Monday, April 24, 2006

Religion & IQ

I was reading the Dilbert.com blog (which I like because of Scott Adam's humour). Anyway, he was talking about how the more educated one person got the less likely they were to ge "religious" (actually this also applied to intelligence as well). There were various studies/articles quoted. One of which Scott himself provided. At first I was tempted to refute this whole thing. The implication is pretty clear. The more intelligent you are the less likely you are to believe is something like that (you know, ridiculous). But a scripture came to mind. God uses the foolish to confound the wise (I also put this into the comment section).

But on further thought, it dawned on me two things. One the way we currently measure "intelligence" was both arbitrary and biased, and relative. That is being smart is not an absolute thing you are but, a relative to the population. If society gets "smarter" and you don't, it could mean you could now be stupid where before you were "smart". It isn't an absolute measure. Second that the "dumb" or even "average" understand their true state... that is they dont' know a whole lot. The main problem that one can run into whe one is "smart" is conceit, arrogance.

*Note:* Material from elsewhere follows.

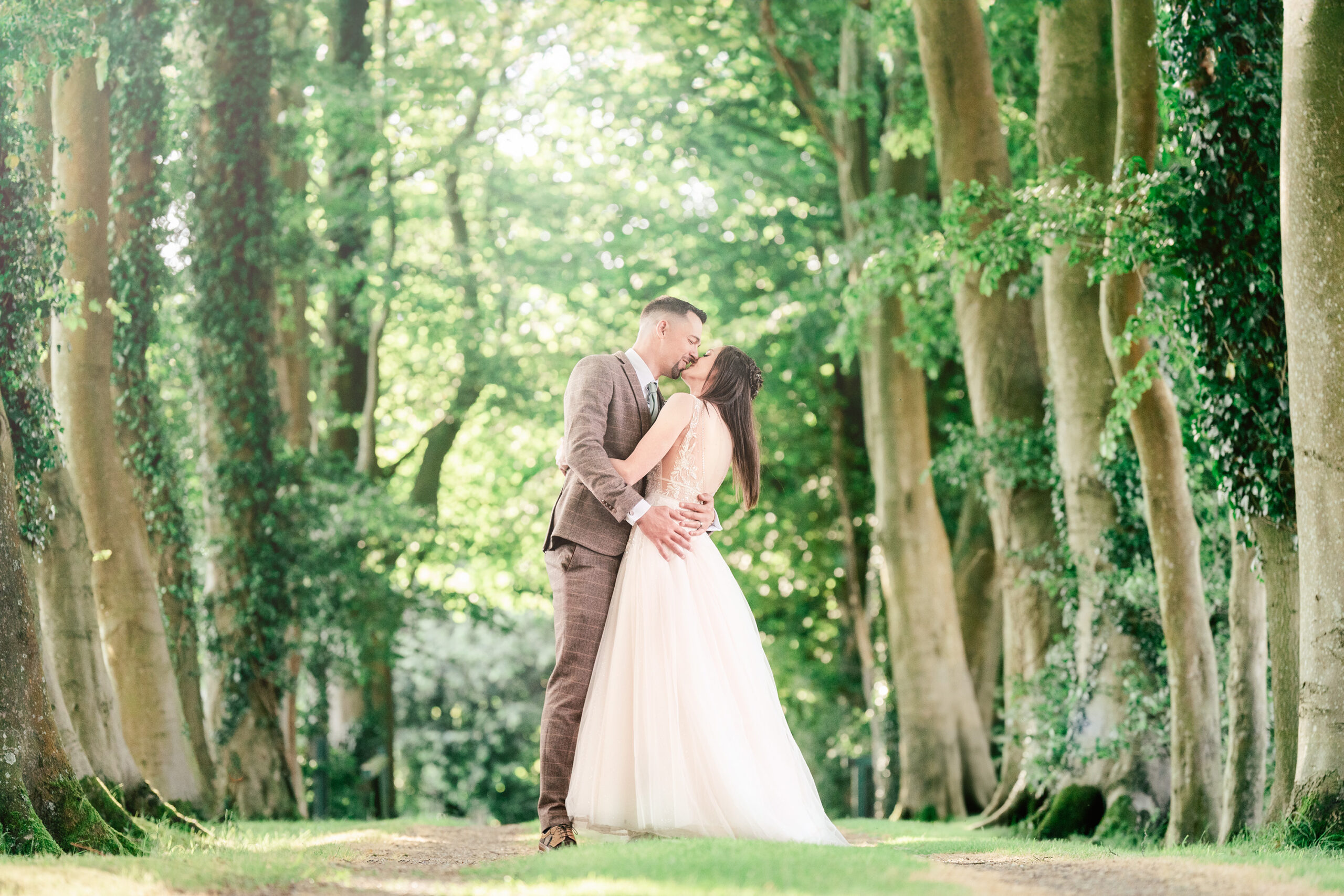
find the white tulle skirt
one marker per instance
(683, 734)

The average "smart" person isn't anywhere near as smart as they think they are. The "average" or "dumb" person would be more likely to understand they don't know. Essentially, they are more honest, and humble. One example I understand this with is medicine. A lot of horrible things were done to a lot of people because of certains beliefs that if fact they knew all they needed to . E.g. giving drugs without really understanding how it's long term affects will turn out.

Indeed, my experience has been that "intelligent" people are some of the dumbest people I've encountered.